Continued U.S. bank restrictions against Iran are a hurdle to many European countries seeking renewed commerce.
Rohani praised France and said he wants to use the positive atmosphere after a landmark nuclear deal to boost ties.
Later, at a joint press conference with French President Francois Hollande, Rohani reiterated that Tehran would keep its commitments made under a nuclear accord with major world powers.
Rohani said the United States, the European Union, and other world powers would also have to keep their end of the bargain.
Hollande said that the basis of new relations with Iran depends entirely on the respect of commitments made in the nuclear agreement.
Hollande said he also reminded Rohani that France was "committed to human rights" during talks in Paris.
The Islamic republic is often criticized for human rights violations, including a large number of executions.
As Rohani was meeting with Hollande in Paris, a protest was held by the feminist group Femen -- including a mock hanging from a bridge of one of their members who had painted an Iranian flag across her naked chest.

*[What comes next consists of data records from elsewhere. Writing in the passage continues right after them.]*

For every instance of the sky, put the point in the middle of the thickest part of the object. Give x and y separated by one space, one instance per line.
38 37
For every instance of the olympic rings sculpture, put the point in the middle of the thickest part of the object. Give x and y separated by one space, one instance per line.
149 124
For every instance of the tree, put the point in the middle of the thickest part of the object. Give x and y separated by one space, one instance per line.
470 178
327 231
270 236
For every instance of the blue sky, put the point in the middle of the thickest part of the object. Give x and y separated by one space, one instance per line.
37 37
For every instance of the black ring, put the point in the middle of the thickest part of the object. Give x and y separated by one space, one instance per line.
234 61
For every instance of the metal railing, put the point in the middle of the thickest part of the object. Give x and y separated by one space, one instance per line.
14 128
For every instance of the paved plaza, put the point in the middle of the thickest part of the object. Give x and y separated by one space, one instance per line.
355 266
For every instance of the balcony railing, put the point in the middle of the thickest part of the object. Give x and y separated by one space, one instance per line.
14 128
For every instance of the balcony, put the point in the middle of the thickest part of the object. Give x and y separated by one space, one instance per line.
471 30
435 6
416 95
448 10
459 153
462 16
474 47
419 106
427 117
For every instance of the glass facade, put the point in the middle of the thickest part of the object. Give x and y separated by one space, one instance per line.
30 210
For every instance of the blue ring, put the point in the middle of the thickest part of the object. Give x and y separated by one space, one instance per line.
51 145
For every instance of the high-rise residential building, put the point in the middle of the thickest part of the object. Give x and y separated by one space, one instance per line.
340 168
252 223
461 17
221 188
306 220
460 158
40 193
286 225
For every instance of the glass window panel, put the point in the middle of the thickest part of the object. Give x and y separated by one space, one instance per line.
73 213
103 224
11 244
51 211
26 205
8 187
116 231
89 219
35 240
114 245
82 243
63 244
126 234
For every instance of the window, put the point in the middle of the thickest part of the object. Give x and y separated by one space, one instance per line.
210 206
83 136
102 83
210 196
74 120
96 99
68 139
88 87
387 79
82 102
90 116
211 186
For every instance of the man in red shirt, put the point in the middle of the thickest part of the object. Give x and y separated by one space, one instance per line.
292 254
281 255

On the bridge above her, protesters had hung a banner saying: "Welcome Rohani, Executioner Of Freedom."
During their meeting in Paris, Hollande and Rohani said they also had addressed the situation in Syria.
The French president emphasized the urgency of negotiating a political solution to Syria's civil war, saying "we urgently need to put in place humanitarian measures and negotiate a political transition. It is possible."
Rohani said it was up to the Syrian people to make decisions about their country.
When asked whether Tehran was ready to compromise on the future of Syrian President Bashar al-Assad, Rohani said "The problem in Syria is not a question of people, but terrorism and the Islamic State."
Iran has been helping Assad's regime, Tehran's main regional ally, with financial and military support.